Foi quando uma pessoa me alertou que as coisas, na prática, poderiam não ser bem assim. Ele me mostrou, na internet, uma proposta de reforma política que está sendo não somente subscrita e divulgada pela CNBB, como promovida positivamente e propagandeada nos corredores eclesiais brasileiros. Procedi às pesquisas e deparei-me com todo o material.

Trata-se de um projeto de lei movido por um pretexto aparentemente bom: a necessidade de reformar o sistema eleitoral brasileiro. Mas é realmente quase impossível discernir por qual motivo as regras procedimentais eleitorais poderiam representar matéria de fé e moral nos termos definidos pela doutrina católica, ou, mesmo necessitando de reforma, continuam como questões estritamente políticas, opináveis, inseridas no âmbito da legítima autonomia das coisas temporais.

É interessante notar que outras cinquenta e oito entidades assinam o projeto de lei junto com a CNBB. Dentre elas, diversas organizações sindicais – a maioria absoluta composta de sindicatos e organizações de servidores públicos federais, outras ainda na qualidade de centrais sindicais ou “movimentos de reivindicação social” notoriamente ligadas a partidos de esquerda, algumas autarquias federais que são entidades de classe e, como outro grupo muito representativo, associações de gays, lésbicas e transgêneros das quais pude distinguir a GGB – Grupo Gay da Bahia, a ABGLT, a Associação Brasileira de Lésbicas e a Associação de Transgêneros. Algumas entidades identificam-se como evangélicas e outras como associações católicas de laicato e de pastorais sociais.

Três tópicos me chamaram a atenção, e são destacados inclusive por chamadas capitulares no sítio eletrônico: a defesa da “paridade de gênero” na lista eleitoral, com um artigo no próprio projeto que dirige “recursos financeiros extraordinários” para “segmentos sociais sub-representados” (art. 18, § 2º da proposta), a proibição da participação das empresas privadas (pessoas jurídicas) no financiamento de campanhas e o estabelecimento de “listas fechadas” para as eleições proporcionais do legislativo.

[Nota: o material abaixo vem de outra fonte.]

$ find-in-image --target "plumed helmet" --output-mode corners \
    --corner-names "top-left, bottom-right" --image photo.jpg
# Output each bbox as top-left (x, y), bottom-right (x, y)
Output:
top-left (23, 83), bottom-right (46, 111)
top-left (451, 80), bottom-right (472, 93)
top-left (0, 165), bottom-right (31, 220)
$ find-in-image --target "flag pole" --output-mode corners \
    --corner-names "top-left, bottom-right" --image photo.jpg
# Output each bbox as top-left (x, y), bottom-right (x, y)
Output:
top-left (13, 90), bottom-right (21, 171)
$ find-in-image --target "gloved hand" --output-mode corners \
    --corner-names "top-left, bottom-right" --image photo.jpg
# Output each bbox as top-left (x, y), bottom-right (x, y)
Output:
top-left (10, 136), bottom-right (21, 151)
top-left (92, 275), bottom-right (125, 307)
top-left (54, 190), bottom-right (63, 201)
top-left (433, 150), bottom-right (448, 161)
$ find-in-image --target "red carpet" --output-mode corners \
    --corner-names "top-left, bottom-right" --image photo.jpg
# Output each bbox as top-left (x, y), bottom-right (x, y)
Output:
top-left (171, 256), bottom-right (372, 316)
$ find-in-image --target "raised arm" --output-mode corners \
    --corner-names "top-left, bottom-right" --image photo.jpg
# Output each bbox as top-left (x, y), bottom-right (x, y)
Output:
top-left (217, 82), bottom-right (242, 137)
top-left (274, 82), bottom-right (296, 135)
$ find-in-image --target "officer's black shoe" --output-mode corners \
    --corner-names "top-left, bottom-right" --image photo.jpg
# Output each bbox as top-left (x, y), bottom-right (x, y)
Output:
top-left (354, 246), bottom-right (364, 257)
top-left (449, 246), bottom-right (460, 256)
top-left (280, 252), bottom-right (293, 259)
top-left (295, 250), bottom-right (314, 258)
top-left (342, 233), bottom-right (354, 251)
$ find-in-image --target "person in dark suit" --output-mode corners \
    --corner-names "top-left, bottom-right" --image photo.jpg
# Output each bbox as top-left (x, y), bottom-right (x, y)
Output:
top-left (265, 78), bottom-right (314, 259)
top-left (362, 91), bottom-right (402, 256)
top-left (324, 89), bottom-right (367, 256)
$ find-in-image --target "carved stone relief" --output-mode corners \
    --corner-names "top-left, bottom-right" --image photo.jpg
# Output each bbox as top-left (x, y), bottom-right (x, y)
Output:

São três propostas que, coincidentemente ou não, refletem diretrizes partidárias do partido político que está no governo federal, atualmente. Têm consequências graves no processo eleitoral – não necessariamente no seu aperfeiçoamento – e representam, na questão do gênero, uma frontal desatenção ao Magistério moral da Igreja em matéria de vida familiar e sexual. Além, é claro, de embutirem um profundo viés antidemocrático, ao menos na visão de alguns juristas sérios – e circunstancialmente católicos, embora não filiados às ONGs e militantes multicores que circundam o logo da CNBB no referido sítio. Há outras propostas de reforma política, e não há justificativa junto à fé católica para que justamente esta receba o beneplácito da CNBB.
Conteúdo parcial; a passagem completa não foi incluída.